Vascular Abnormalities Involving the Orbit
Arteriovenous malformations are an uncommon cause of proptosis. Orbital venous anomalies (varices) produce intermittent proptosis, sometimes associated with pain and transient reduction of vision. Some degree of proptosis can be induced with Valsalva's maneuver or by placing the head in a dependent position. There may be acute exacerbations due to hemorrhage. MRI scan is usually diagnostic. Endovascular embolization is the preferred method of treatment. Surgery is very difficult, with risk of permanent impairment of vision.
Carotid Artery–Cavernous Sinus Fistula
The diagnosis of high flow (direct) carotid artery–cavernous sinus fistulas is usually straightforward. Although sometimes occurring spontaneously due to rupture of an intracavernous internal carotid artery aneurysm, they usually follow severe head trauma causing damage to the intracavernous internal carotid. Physical signs include marked orbital congestion with chemosis, pulsating proptosis, raised intraocular pressure, retinal hemorrhages, and ophthalmoplegia, as well as a loud bruit.

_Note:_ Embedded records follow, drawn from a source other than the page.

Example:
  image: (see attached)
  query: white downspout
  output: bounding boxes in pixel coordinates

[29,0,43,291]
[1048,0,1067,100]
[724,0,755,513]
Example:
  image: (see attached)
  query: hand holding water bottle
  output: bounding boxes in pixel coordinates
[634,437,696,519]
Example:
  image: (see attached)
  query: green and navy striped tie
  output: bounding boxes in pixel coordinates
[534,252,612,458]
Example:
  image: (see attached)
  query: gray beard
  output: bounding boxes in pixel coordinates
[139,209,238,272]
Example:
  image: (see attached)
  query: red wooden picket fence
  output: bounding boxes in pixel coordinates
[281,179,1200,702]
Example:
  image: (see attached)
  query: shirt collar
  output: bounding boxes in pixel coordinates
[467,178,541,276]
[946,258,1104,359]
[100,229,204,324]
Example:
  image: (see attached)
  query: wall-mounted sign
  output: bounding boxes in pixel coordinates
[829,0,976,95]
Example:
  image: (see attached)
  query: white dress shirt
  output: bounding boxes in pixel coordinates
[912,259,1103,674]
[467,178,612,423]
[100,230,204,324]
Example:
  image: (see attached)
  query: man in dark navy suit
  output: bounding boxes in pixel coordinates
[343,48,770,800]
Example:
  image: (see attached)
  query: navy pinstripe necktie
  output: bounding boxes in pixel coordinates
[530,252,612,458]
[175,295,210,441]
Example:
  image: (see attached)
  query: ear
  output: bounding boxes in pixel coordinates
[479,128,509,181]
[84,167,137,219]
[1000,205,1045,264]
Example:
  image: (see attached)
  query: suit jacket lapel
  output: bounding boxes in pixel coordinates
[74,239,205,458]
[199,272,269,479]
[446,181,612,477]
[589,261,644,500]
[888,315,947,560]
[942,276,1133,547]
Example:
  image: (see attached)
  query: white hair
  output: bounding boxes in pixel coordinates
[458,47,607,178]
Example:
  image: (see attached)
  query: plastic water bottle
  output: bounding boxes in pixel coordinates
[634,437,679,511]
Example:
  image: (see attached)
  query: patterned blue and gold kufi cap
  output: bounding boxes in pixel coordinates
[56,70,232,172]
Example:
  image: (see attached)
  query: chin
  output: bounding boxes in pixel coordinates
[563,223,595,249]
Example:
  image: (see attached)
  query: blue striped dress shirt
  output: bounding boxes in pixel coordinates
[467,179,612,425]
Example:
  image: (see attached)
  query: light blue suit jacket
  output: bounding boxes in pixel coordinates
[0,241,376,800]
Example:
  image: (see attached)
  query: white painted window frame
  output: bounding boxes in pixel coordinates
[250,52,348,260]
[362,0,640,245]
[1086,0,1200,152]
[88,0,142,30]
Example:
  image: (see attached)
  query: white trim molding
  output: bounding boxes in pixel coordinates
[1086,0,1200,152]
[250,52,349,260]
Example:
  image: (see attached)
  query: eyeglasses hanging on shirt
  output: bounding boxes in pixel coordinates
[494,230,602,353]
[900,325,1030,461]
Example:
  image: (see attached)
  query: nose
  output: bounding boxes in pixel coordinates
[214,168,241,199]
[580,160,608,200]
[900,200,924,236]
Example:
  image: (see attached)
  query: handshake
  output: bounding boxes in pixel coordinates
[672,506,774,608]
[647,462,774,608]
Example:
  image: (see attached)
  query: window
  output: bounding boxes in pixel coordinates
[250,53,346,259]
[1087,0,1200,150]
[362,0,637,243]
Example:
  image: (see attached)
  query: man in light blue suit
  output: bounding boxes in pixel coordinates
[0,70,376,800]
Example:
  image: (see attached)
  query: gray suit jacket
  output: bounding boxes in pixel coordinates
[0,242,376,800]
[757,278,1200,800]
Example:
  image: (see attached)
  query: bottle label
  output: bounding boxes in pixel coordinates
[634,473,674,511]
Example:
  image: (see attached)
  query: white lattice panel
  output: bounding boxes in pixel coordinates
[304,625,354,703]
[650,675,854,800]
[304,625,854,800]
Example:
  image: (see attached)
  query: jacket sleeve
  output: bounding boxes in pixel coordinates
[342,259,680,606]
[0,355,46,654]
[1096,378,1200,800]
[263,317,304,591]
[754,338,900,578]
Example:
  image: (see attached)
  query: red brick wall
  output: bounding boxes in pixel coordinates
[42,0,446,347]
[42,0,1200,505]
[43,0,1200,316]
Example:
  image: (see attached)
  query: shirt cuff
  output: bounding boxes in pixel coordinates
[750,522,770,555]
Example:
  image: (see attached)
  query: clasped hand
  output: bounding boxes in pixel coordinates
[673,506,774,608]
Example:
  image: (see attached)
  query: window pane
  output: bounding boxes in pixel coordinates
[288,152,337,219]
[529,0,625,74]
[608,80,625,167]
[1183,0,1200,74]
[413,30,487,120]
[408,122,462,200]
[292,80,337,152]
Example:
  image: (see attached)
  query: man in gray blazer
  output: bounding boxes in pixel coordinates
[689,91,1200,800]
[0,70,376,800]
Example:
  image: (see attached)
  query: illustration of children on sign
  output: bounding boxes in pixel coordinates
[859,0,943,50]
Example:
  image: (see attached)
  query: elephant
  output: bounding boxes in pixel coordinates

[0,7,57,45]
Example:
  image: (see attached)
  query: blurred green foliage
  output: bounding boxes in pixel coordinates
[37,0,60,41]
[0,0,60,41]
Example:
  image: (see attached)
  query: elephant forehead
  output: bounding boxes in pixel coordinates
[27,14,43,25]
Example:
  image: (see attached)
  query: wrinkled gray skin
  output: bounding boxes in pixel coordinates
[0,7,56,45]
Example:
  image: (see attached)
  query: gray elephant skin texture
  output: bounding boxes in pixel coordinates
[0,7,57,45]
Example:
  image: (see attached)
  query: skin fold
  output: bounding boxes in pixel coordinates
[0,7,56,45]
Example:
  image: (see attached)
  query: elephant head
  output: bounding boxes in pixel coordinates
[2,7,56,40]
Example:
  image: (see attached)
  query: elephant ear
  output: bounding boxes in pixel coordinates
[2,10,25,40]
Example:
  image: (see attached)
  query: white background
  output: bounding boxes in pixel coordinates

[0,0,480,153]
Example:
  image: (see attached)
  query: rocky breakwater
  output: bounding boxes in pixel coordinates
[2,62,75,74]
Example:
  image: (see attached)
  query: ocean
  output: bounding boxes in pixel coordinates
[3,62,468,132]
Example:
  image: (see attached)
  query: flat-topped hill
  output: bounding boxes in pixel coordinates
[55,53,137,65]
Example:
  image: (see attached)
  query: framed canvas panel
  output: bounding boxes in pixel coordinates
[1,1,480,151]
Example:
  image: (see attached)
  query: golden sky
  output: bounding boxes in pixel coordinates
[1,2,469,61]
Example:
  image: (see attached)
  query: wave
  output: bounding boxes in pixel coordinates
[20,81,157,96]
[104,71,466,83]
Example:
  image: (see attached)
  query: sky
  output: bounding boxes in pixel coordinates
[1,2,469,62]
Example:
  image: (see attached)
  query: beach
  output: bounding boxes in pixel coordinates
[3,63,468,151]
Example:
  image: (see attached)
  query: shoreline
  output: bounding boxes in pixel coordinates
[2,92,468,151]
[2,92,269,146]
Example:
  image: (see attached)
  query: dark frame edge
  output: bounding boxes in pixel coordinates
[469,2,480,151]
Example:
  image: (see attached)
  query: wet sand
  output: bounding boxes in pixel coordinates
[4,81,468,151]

Low-flow (indirect) shunts (dural carotid cavernous sinus fistula) are usually spontaneous, most commonly being associated with diabetes and systemic hypertension, and diagnosis may be delayed by misdiagnosis such as chronic conjunctivitis. Orbital congestion, arterializations of episcleral vessels, elevated intraocular pressure, mild proptosis, and possibly a faint bruit are the typical features.

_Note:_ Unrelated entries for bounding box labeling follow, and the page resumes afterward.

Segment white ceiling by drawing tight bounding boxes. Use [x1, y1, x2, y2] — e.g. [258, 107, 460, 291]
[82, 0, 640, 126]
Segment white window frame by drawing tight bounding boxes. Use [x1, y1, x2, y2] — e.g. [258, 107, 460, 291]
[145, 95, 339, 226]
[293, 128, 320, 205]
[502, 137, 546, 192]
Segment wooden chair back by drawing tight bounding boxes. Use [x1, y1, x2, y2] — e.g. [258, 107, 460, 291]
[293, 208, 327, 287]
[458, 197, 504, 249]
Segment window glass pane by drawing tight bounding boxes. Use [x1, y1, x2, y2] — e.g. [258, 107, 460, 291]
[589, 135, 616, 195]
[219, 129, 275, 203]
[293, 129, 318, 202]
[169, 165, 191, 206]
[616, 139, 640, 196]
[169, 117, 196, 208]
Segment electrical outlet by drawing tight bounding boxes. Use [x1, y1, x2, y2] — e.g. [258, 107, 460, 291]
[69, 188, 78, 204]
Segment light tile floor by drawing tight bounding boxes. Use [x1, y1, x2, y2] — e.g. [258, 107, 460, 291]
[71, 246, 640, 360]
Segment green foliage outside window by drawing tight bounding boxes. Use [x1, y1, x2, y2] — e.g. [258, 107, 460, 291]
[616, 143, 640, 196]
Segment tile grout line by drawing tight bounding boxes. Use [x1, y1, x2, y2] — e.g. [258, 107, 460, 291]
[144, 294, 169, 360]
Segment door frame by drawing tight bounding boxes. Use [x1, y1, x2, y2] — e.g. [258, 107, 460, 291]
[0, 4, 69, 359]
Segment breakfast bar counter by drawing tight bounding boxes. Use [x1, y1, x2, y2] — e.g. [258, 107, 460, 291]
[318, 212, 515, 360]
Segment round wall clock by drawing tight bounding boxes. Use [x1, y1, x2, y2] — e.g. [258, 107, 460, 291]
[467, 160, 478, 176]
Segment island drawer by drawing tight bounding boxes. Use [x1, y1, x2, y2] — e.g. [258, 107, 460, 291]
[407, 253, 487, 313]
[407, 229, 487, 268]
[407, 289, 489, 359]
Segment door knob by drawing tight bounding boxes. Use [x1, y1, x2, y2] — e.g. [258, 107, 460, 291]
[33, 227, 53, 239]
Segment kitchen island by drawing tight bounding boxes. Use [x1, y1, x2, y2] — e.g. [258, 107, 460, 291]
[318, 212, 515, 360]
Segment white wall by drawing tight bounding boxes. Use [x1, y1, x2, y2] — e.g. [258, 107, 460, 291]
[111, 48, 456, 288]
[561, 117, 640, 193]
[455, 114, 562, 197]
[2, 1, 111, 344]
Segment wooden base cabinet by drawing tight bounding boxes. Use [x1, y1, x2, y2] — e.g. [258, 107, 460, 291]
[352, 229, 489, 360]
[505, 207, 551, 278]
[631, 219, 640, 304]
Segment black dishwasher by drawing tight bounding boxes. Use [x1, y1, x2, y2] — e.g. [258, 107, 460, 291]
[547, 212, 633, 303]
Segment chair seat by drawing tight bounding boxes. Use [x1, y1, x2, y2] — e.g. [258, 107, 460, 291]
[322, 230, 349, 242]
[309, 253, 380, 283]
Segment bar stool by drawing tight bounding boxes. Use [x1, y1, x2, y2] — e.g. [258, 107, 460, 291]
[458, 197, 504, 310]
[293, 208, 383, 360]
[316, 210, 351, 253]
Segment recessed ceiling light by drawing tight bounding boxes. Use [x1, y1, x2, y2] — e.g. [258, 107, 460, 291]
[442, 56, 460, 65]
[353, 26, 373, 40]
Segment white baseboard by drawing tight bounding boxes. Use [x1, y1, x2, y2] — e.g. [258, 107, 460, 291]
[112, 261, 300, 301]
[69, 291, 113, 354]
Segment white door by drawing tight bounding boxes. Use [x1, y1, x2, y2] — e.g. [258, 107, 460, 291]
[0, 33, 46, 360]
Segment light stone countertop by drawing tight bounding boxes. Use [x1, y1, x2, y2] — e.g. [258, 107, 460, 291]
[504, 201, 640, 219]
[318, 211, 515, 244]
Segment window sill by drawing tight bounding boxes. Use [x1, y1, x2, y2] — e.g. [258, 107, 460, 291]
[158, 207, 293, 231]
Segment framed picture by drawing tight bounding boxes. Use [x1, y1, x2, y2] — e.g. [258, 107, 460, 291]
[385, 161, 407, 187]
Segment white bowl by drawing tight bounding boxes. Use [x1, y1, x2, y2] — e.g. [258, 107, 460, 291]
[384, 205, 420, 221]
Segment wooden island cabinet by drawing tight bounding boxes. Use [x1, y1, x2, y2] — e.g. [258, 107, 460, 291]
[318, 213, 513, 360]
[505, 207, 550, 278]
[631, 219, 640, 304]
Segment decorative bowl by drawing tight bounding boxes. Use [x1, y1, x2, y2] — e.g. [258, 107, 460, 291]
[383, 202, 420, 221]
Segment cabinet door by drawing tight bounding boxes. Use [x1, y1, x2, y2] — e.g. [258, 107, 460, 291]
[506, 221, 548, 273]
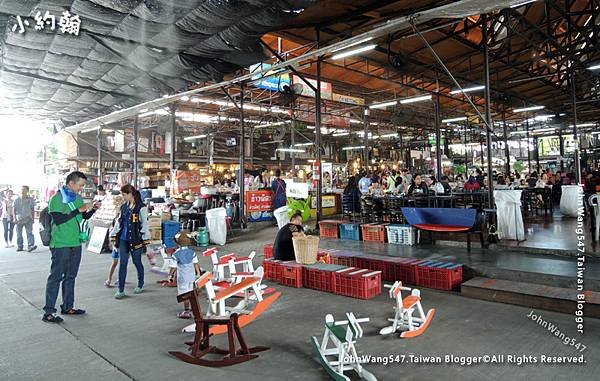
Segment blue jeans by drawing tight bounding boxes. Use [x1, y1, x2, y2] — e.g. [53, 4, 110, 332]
[119, 240, 144, 292]
[17, 221, 35, 249]
[44, 246, 81, 314]
[2, 218, 15, 244]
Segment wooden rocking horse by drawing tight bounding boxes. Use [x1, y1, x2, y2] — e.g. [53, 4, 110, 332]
[169, 277, 269, 367]
[183, 266, 281, 335]
[379, 281, 435, 339]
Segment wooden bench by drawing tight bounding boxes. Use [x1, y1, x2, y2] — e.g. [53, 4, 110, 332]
[169, 284, 269, 367]
[402, 207, 485, 251]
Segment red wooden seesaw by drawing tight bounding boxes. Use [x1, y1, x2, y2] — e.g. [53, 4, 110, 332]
[169, 282, 269, 367]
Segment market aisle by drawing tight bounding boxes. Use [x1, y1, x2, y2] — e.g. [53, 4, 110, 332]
[0, 227, 600, 381]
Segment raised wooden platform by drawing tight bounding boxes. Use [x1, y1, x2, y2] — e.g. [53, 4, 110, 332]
[461, 277, 600, 318]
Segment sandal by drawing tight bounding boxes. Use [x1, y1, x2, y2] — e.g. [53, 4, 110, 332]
[60, 308, 85, 315]
[42, 314, 63, 323]
[177, 310, 193, 319]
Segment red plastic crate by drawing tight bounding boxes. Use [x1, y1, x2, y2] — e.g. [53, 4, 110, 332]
[386, 258, 427, 284]
[317, 250, 331, 264]
[281, 261, 302, 288]
[319, 220, 342, 238]
[263, 243, 273, 259]
[331, 254, 355, 267]
[302, 266, 334, 292]
[333, 267, 381, 299]
[354, 257, 384, 272]
[360, 224, 387, 243]
[416, 262, 462, 291]
[263, 258, 283, 283]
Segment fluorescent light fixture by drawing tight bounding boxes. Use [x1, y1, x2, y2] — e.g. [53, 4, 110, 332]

Orbital ultrasound blood flow studies with color Doppler imaging provide a noninvasive method of diagnosing carotid artery–cavernous sinus fistula, by demonstrating reversal of flow (“arterialization”) in the superior ophthalmic vein. Definitive diagnosis requires angiography, often initially by CT or MR angiography, but proceeding to catheter angiography for identification of the sites of fistulization and determining whether they are amenable to treatment. High-flow fistulas generally need to be treated by transvenous or intra-arterial balloon or coil embolization, or parent vessel occlusion. Many low-flow fistulas resolve spontaneously but intra-arterial or transvenous embolization may be required.